Ce que font réellement les nouvelles règles
Les réglementations de la RBI ciblent deux mécanismes spécifiques qui faisaient fonctionner la machine des dérivés en Inde. Premièrement, les banques sont désormais interdites de fournir un financement pour le trading propre. Deuxièmement, les courtiers doivent désormais détenir une garantie de 100 % contre tout financement qu'ils reçoivent.
Les règles ont commencé à être mises en œuvre progressivement en avril, offrant aux participants du marché quelques mois pour s'adapter. Mais juillet a marqué le premier mois complet sous le cadre réglementaire complet. Le chiffre d'affaires total des dérivés de la NSE a diminué de 2 % mois sur mois, passant de 43,4 lakh crore de roupies en juin à 42,7 lakh crore de roupies en juillet. Ce chiffre global semble modeste, mais la baisse quotidienne moyenne de 23 % révèle à quel point les sessions de trading individuelles se sont considérablement réduites.

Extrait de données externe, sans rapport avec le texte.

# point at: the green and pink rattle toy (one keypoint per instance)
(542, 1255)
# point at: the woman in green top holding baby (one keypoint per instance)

BSE récupère ce que NSE perd
Pendant que la NSE observait ses volumes s'effondrer, la Bombay Stock Exchange a enregistré une augmentation de 8,4 % du chiffre d'affaires des dérivés en juillet par rapport à juin. Cette divergence suggère que l'activité de trading ne s'évapore pas simplement — elle migre.
Les petites entreprises font face à une menace existentielle
La exigence de garantie à 100 % n’affecte pas tous les participants du marché de la même manière. Les courtiers importants et bien capitalisés peuvent absorber la charge supplémentaire de marge, mais les petites sociétés de trading se retrouvent dans une situation différente. Les analystes avaient averti en février 2026 que ces changements réglementaires pourraient potentiellement diviser par deux les marges bénéficiaires des sociétés de trading et réduire les volumes totaux de dérivés de 20 %. Cette estimation de baisse de 20 % des volumes semble prophétique au vu des chiffres de juillet.
Le problème est que les petites entreprises font face à un choix binaire : quitter le marché ou déplacer leurs opérations à l’étranger. Le départ des entreprises du marché concentre le pouvoir entre quelques acteurs plus grands. Le déplacement à l’étranger fait sortir du pays les activités de trading, les recettes fiscales et les emplois.